The best way to save time and resources is to use Google Colab instead of Jupyter Notebooks directly. This is true when you want to work with multiple data science projects, do EDAs and modeling and even to work collaboratively. In Jupyter Notebook you have to create virtual environments and install every Python package from scratch per each project.
Full article here: https://www.dataendpoint.co/machine-learning-api-tutorials/how-to-install-and-use-google-colab
Colab also helps us to have better computing resources, we can buy a subscription to have GPUs and run notebooks and code faster.
We also will be talking about how to take advantage of the Google Drive ecosystem, saving datasets and files in Drive and importing and exporting data from there.
Note: if you don’t know what is Colab, please refer to this link: https://research.google.com/colaboratory/faq.html
Content
What is Colab?
Connecting Google Colab with our Drive
Creating our first Notebook
Connecting Google Colab with our CSV file in Drive
Reading CSV data using Pandas
Changing theme to Dark Mode
Step #1 - What is Colab?
Colaboratory, or “Colab” for short, is a product from Google Research. Colab allows anybody to write and execute arbitrary python code through the browser, and is especially well suited to machine learning, data analysis and education. More technically, Colab is a hosted Jupyter notebook service that requires no setup to use, while providing access free of charge to computing resources including GPUs.
Is it really free of charge to use?
Yes. Colab is free of charge to use.
Seems too good to be true. What are the limitations?

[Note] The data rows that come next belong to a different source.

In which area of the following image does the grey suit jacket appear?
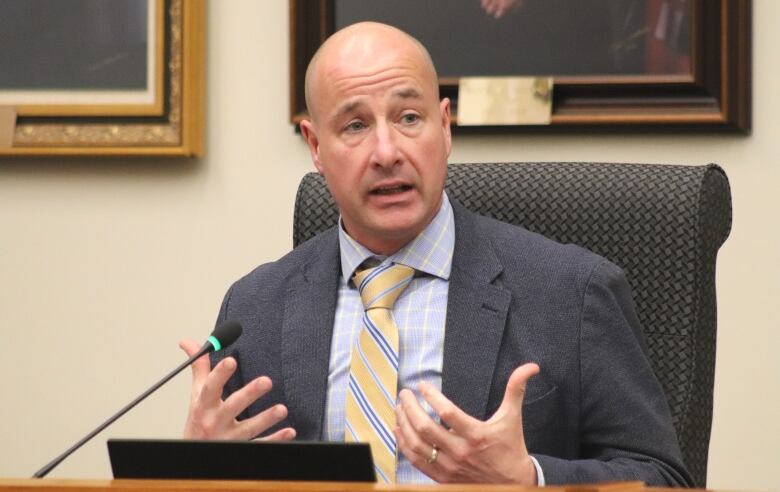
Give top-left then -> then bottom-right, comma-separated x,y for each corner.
212,202 -> 692,486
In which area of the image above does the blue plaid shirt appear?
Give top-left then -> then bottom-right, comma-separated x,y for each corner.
325,193 -> 455,483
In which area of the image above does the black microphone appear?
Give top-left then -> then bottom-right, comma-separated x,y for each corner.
32,321 -> 242,478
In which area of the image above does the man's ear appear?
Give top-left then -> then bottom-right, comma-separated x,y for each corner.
300,120 -> 322,174
439,97 -> 452,157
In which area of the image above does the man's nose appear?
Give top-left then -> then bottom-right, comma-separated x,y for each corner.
372,123 -> 401,167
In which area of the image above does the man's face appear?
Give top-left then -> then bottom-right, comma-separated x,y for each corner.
301,31 -> 451,254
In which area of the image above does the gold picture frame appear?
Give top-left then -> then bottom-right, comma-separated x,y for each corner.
0,0 -> 205,156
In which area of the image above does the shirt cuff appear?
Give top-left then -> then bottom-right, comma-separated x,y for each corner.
529,456 -> 545,487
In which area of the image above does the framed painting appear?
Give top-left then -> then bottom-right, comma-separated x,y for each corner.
290,0 -> 751,133
0,0 -> 205,156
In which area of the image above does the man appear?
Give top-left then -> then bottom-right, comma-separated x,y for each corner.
182,23 -> 691,485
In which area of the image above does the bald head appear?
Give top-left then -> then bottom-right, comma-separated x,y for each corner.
304,22 -> 439,120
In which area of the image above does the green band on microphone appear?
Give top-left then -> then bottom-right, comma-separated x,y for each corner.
208,335 -> 222,352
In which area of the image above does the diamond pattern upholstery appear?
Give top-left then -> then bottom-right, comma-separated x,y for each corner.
293,163 -> 731,486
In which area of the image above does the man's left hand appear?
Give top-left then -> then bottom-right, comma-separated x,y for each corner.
395,363 -> 539,486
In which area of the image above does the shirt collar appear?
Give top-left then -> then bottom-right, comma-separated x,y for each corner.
339,192 -> 455,283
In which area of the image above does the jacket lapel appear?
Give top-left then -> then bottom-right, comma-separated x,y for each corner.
281,228 -> 341,440
442,201 -> 511,419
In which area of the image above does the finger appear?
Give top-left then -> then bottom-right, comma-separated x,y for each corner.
252,427 -> 297,442
179,340 -> 211,391
420,382 -> 482,440
198,357 -> 237,408
223,376 -> 273,418
491,362 -> 539,420
232,404 -> 287,440
396,389 -> 457,453
393,416 -> 452,482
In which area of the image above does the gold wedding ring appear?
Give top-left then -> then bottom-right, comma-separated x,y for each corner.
425,444 -> 439,465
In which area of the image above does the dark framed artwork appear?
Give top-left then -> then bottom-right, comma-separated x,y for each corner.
290,0 -> 751,133
0,0 -> 205,156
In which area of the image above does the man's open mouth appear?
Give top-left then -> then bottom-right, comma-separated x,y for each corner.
371,185 -> 412,195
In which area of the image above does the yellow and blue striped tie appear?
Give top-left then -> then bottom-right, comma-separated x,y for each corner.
344,264 -> 414,483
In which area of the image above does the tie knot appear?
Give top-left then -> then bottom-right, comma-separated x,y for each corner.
354,263 -> 414,310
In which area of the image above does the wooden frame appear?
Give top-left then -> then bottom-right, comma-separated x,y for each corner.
0,0 -> 205,156
289,0 -> 752,133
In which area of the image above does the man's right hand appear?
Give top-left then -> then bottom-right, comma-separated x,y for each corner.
179,340 -> 295,441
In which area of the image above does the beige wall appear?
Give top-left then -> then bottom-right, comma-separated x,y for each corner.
0,0 -> 780,490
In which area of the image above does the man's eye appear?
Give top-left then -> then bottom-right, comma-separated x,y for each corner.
401,113 -> 420,125
344,121 -> 366,133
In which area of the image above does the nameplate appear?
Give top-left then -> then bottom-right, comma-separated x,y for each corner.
457,77 -> 553,126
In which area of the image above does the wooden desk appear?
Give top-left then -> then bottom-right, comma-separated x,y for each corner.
0,479 -> 660,492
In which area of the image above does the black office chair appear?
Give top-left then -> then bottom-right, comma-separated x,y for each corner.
293,163 -> 731,487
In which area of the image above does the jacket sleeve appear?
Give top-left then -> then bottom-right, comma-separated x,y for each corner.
534,260 -> 693,487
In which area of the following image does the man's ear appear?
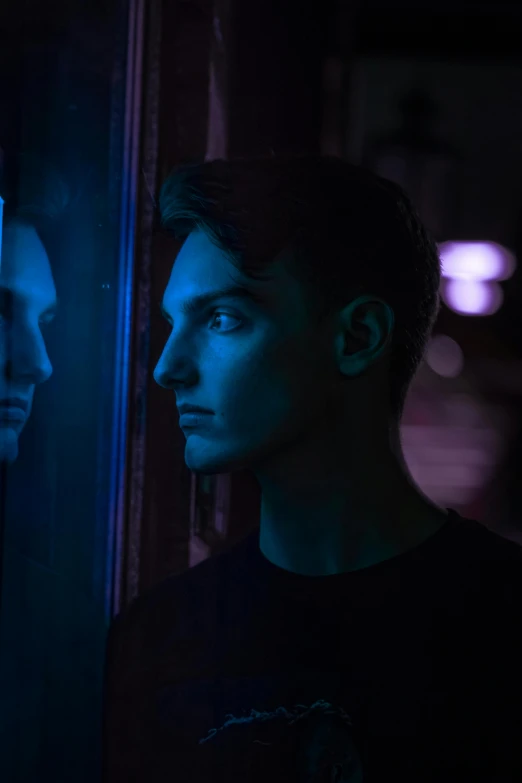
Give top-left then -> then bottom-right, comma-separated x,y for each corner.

Colab resources are not guaranteed and not unlimited, and the usage limits sometimes fluctuate. This is necessary for Colab to be able to provide resources free of charge. For more details, see Resource Limits
Users who are interested in more reliable access to better resources may be interested in Colab Pro.
Resources in Colab are prioritized for interactive use cases. We prohibit actions associated with bulk computation, actions that negatively impact others, as well as actions associated with bypassing our policies. The following are disallowed from Colab runtimes:
file hosting, media serving, or other web service offerings not related to interactive compute with Colab
downloading torrents or engaging in peer-to-peer file-sharing
using a remote desktop or SSH
connecting to remote proxies
mining cryptocurrency
running denial-of-service attacks
password cracking
using multiple accounts to work around access or resource usage restrictions
creating deepfakes
Additional restrictions exist for paid users.
What is the difference between Jupyter and Colab?
Jupyter is the open source project on which Colab is based. Colab allows you to use and share Jupyter notebooks with others without having to download, install, or run anything.
Step #2- Connecting Google Colab with our Drive
So to your Google Drive and follow the steps.
After you click on Connect More Apps, type “Colaboratory”
Click on Individual Install
Click Continue
Step #3 - Creating our first Notebook
You are ready. Now let’s create our first Notebook
This will open the next window
Rename the project
Step #4 - Connecting Google Colab with our CSV file in Drive
Now let’s create data samples. Go to the following link and download the CSV. Upload that file into your Google Drive inside the same folder you created the Google Collab file
Now we have to connect the CSV file with Google Colab. To do this follow the next tutorial. It's quite simple and a necessary step to read the data. I followed the simple steps
Once everything is done you should see this folder tree (with your own files)
Copy that path, it will help us to import that data. Copy the following commands into your Google Colab to check everything is working well.
Step #5 - Reading CSV data using Pandas
import pandas as pd
csv_in_drive = "/content/drive/MyDrive/your_path/salary.csv"
df = pd.read_csv(csv_in_drive)
df.head()
My result
We can now see the table with the csv data. It works!
Step #6 - Changing theme to Dark Mode
Let’s tune our Google Colab to dark mode!
Result
Much better!
Hope you learned a lot with this post. Se you on the next one!
Wow, what a comprehensive guide to installing and leveraging Google Colab for machine learning projects! The step-by-step instructions coupled with clear explanations made the process seem less daunting, even for someone relatively new to the field. I particularly appreciated the insights into the collaborative features of Google Colab, which opens up exciting possibilities for team projects and knowledge sharing. Keep us updated!
Glad you like it!
you can use Google Colab, simply open the website in your web browser and sign in with your Google account. Once signed in, you can create a new notebook or open an existing one. You can then write and run Python code in the notebook, which is backed by a powerful cloud-based infrastructure.
To install additional libraries or packages, you can use the built-in terminal or run shell commands in a code cell. You can also upload and download files to and from your Google Drive.